一日を後悔せず懸命に生きなさい
その一日が貴方の礎となる。
貴方の礎を知る者は神。
そして、貴方の礎を語る者は後世の者のみだ。
「あ、あの…っ! 」。
女性陣が盛り上がっている最中、ミュージーの付添人であるシアターが突然席から立ち上がった。
「こ、この度ミュージー少尉の付添人シアター=アローンと申します。ほ、本来はパルス=イン伯爵が出席する予定だったのですが…急遽その予定が変更された事を御詫び申し上げます。ま、誠に申し訳ございませんっ! 」。
シアターがそう詫びながら深く頭を下げると、付添人達は慌てて首を横に振った。
「いえいえ〜! とんでもございませんわ〜! むしろ、パルス伯爵の御相手にこの子では荷が重過ぎますわ〜! 」。
「はっはっは〜! そんな謙遜なさらずとも〜! マイン様はあのトミー=クッキン公爵の御令嬢ではありませんか〜! 」。
「いえ、私は父の様に功績を残しているわけではございませんし…」。
マインは自信なさげにうつむきながらカノー団長にそう返答した。
「はっはっは〜! 非常に謙虚な御方だ〜! ところで、先程大学内でと話されておりましたが、皆さんマイン様の御学友ですかな? 」。
カノー団長がそう問いかけると、付添人達は揃って頷いた。
「はい〜! マインとは学部が違うんですけど全員幼馴染なんです〜! もう家族ぐるみの付き合いで〜」。
「なるほど…という事は、皆さんも王立ポンズ大学の学生なんですね〜? 」。
「はい〜! 私達もマインと同じコメズ市に住んでまして、お互いの御屋敷も近所なんですの〜! 」。

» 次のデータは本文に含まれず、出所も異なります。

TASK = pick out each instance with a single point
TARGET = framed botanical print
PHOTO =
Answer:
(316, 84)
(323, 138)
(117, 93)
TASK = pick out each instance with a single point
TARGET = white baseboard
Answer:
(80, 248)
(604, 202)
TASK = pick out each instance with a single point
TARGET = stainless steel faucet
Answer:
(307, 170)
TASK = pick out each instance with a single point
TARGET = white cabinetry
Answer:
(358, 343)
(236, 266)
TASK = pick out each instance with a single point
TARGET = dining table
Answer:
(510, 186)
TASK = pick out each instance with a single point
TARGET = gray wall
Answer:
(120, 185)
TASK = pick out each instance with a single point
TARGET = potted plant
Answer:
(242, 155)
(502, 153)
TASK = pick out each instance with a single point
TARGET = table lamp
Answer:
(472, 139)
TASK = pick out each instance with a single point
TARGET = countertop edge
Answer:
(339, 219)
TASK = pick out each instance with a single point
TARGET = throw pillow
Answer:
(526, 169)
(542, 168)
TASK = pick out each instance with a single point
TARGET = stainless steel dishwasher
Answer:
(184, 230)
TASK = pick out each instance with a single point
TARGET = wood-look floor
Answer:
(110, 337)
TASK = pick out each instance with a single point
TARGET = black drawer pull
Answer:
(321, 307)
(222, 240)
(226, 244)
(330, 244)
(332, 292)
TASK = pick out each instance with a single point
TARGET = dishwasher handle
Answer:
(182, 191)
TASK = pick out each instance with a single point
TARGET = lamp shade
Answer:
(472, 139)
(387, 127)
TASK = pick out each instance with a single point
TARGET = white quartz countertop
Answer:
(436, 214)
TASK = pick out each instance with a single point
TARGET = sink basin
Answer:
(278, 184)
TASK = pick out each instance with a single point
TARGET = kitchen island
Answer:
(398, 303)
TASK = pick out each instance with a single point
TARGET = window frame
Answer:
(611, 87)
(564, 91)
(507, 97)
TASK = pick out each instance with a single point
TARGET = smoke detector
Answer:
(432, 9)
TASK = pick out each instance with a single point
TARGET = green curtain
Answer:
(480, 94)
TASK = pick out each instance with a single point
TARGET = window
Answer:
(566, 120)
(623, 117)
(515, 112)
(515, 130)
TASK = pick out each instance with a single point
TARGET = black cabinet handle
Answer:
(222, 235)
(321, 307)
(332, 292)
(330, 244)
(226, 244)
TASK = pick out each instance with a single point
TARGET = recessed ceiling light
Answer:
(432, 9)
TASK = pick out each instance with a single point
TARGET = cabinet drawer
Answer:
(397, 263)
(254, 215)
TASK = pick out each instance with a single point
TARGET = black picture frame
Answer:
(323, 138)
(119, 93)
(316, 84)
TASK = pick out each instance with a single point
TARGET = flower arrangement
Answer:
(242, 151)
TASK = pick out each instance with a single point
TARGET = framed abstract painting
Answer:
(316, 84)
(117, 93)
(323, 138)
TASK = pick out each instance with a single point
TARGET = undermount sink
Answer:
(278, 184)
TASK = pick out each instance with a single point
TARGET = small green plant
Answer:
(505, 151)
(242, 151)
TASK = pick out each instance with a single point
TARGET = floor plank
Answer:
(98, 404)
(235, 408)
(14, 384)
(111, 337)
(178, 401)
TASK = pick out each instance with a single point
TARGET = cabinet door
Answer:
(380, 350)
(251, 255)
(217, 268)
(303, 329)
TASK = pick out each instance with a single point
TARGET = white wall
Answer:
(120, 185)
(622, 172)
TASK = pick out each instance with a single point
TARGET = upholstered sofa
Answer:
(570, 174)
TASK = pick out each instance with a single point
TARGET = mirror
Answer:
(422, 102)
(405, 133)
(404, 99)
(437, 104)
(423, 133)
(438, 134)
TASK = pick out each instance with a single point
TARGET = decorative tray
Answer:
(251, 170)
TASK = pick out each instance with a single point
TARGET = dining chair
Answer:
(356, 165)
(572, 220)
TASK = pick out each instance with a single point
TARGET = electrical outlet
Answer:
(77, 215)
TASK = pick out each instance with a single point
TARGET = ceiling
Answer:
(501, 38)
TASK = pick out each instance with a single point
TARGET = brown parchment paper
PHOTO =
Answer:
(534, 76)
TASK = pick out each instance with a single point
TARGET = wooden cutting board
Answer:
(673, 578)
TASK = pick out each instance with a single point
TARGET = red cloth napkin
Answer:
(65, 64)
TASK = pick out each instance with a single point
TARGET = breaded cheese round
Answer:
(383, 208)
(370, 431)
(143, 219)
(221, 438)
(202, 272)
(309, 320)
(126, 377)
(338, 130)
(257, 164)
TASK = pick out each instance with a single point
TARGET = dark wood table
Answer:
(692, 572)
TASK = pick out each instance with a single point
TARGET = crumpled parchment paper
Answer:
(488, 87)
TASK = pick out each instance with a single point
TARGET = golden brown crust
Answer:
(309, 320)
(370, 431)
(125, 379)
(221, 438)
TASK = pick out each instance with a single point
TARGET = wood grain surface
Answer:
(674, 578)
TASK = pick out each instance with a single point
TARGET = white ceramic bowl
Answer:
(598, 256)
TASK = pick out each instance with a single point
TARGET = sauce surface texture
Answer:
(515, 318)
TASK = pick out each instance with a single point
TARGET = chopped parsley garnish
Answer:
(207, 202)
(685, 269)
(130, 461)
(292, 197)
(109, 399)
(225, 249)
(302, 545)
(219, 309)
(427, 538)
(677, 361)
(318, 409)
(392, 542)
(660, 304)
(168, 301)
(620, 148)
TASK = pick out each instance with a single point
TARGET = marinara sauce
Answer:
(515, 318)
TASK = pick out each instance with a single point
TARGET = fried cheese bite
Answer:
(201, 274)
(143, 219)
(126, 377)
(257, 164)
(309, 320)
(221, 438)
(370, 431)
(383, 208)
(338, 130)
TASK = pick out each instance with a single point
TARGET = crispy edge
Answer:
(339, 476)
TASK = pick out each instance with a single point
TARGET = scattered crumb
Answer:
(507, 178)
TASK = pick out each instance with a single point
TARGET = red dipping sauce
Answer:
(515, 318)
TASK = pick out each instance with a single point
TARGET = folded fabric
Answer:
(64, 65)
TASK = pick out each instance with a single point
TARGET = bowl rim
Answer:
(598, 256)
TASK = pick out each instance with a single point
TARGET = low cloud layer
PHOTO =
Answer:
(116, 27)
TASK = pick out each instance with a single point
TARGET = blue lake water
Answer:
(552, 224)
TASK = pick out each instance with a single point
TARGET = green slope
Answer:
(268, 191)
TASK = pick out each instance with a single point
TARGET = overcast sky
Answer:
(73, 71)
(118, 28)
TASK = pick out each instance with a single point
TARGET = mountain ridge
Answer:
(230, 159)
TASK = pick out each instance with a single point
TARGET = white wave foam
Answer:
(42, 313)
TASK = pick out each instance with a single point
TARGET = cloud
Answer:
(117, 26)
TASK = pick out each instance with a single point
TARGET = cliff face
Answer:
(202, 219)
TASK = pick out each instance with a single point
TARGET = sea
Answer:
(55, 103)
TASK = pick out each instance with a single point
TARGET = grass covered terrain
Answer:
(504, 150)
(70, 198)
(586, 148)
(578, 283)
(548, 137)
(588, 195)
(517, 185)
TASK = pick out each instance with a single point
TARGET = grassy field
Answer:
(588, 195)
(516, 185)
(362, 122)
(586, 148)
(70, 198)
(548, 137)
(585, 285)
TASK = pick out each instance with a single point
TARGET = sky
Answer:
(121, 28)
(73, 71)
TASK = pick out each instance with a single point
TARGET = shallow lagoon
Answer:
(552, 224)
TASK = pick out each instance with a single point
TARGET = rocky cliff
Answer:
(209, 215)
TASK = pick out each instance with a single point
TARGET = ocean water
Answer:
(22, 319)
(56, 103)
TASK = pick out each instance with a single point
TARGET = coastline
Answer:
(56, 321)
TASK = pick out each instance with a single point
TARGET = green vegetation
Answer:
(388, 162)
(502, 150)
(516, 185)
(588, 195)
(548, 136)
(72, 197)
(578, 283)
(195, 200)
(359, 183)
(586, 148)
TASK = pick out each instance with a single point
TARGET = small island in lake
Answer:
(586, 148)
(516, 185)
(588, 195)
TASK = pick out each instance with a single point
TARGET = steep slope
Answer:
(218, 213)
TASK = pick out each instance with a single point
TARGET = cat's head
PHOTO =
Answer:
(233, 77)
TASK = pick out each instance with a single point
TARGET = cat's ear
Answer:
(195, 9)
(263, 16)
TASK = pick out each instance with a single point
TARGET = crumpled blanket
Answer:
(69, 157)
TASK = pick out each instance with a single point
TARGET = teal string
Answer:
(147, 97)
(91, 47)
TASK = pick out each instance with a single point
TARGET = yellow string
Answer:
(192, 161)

「そうですか~! はっはっは~! いやぁ~! 私もコメズ市出身でね~! 今はこのミュージー少尉と共に城内で過ごしているのですが、コメズ市は上流階級の殿上人が集中している高貴な都市ですからな~! はっはっは~! 」。
「あ、そうだったっ! 」。
ミュージーが突然立ち上がりカノー団長の下へ歩み寄った。
「...? どうしたのかね? ミュージー少尉? 」。
「ちょっと御話が...」。
ミュージーがそう耳打ちをすると、カノー団長は神妙な表情を浮かべながら立ち上がった。
「はっはっは~! レディ達~! ちょっと我々は席を外させてもらうよ~! しばしお待ちを~! 」。
カノー団長は高笑いをしながらミュージーと共に退室していった。
「マイン~! ミュージー様良いじゃな~い! 」。
「カッコいいしね~! 」。
「結婚じゃなくても付き合っちゃいなよ~! 」。
付添人達ははしゃいでいる様子でマインにそう話しかけた。
「い、いや...。そんな事言われても...」。
当事者のマインは困惑している様子で返答に躊躇していた。